Jika pada hari ini Allah SWT menguji kita dengan sakit, maka terimalah sakit itu dengan perasaan puas lagi bahagia. Yakinlah bahwa di balik sakit kita, Allah SWT punya rencana lain yang tidak kita ketahui. Bisa jadi dengan memberi sakit, Allah SWT hendak menyelamatkan kita dari berbuat sesuatu yang menyakiti orang lain. Dengan sakit itu kita justru terhindar dari berbuat dosa. Ada sekian cara Allah SWT menyelamatkan hamba-Nya. Kita hanya bisa merasakan hikmahnya setelah semua terjadi.

Hal itulah yang pernah terjadi pada Nabi Musa AS ketika melakukan perjalanan bersama Nabi Khidir sebagaimana diabadikan Allah SWT dalam Al-Qur`an, Surah Al-Kahfi ayat 71-80. Ketika Khidir melakukan tindakan-tindakan yang dianggap menyimpang, Nabi Musa tidak tahan untuk segera bereaksi, yakni dalam kasus perusakan perahu dan pembunuhan seorang anak kecil. Padahal beliau sudah dilarang untuk mempertanyakan apapun, alias harus ridha.

Melalui kisah itu kita bisa memahami bahwa Allah SWT telah mempunyai rencana, dan rencana-Nya itulah yang akan terjadi. Rencana yang merupakan perkara ghaib itu, wajib kita yakini dan kita terima, karena di balik semua rancana yang ghaib itu pasti ada hikmahnya, sekalipun awalnya tidak kita kehendaki. Percayalah bahwa rencana Allah SWT itulah yang terbaik bagi kita.

Antara Sabar dan Ridha
Sulaiman Al-Khawash menuturkan, ada seseorang yang ditinggal mati puteranya tapi dia tetap kelihatan ceria. Kemudian Umar bin Abdul Aziz datang menjumpainya. Ketika itu, ada salah seorang penduduk mengatakan perihal orang yang orang tersebut, “Demi Allah SWT, dia telah ridha.”

Namun atas pernyataan orang tersebut Umar bin Abdul Aziz menyela, “Bukan ridha tapi sabar! Menurutku, sabar lebih rendah tingkatannya daripada ridha. Disebut ridha manakala seseorang rela dengan apun yang akan terjadi sebelum menimpa dirinya, sedangkan sabar dilakukan setelah musibah terjadi.

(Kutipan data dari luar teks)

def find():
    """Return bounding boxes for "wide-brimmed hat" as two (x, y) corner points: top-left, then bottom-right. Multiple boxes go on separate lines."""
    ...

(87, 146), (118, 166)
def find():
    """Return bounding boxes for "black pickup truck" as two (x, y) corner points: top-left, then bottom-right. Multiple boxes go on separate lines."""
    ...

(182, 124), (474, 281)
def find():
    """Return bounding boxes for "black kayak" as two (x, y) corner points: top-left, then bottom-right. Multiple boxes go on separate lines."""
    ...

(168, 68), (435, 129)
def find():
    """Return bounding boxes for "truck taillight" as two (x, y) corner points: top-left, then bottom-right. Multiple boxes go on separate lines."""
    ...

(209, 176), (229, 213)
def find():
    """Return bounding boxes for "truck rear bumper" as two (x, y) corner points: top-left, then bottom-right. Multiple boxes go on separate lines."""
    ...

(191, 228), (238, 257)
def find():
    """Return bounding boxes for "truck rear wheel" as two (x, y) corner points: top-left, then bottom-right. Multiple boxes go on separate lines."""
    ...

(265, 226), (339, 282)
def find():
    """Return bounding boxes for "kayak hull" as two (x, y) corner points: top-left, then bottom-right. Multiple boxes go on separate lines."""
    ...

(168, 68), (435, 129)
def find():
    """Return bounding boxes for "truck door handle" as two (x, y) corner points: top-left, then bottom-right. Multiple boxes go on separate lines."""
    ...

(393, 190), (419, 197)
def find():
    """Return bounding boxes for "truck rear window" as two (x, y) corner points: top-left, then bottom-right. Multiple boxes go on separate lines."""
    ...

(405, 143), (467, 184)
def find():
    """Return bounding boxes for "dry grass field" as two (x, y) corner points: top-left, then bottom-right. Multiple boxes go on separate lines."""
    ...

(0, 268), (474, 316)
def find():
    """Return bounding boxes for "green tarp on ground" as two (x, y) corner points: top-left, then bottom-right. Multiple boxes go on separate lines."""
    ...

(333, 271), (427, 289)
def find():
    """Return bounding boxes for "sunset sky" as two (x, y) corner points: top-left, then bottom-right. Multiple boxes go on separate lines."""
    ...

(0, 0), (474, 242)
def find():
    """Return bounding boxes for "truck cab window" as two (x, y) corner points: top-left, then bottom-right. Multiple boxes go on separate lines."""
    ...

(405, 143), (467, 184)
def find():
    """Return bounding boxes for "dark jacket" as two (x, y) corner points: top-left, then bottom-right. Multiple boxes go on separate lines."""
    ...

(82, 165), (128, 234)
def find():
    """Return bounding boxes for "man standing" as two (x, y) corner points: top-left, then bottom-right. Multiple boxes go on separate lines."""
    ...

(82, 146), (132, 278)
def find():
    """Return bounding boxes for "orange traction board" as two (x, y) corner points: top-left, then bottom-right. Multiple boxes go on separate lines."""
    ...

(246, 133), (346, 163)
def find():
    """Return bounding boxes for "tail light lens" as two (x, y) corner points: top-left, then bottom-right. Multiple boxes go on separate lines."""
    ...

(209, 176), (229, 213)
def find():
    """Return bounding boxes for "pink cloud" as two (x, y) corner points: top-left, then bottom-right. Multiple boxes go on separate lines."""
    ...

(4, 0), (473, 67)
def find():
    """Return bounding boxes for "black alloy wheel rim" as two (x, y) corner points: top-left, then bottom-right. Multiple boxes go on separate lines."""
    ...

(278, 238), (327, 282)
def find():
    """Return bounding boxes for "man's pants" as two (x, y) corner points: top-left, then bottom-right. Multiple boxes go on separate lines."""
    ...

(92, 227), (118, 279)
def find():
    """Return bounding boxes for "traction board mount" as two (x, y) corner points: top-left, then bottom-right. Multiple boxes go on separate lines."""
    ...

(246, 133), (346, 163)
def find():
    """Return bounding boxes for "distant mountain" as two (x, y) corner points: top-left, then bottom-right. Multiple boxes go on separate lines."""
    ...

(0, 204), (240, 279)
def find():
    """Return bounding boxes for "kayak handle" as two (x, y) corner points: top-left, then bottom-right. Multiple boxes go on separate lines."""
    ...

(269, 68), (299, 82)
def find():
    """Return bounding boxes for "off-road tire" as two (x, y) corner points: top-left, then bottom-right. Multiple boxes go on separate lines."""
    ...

Dengan kata lain, sabar adalah menerima ketetapan Allah SWT, tapi masih disertai adanya kepedihan. Sedangkan ridha adalah menerima ketetapan Allah SWT tanpa disertai kepedihan hati, bahkan disambut dengan gembira. Oleh karena itu, para ulama sepakat bahwa ridha itu lebih tinggi tingkatannya daripada sabar. Sehingga pahala ridha pun lebih besar daripada pahala sabar.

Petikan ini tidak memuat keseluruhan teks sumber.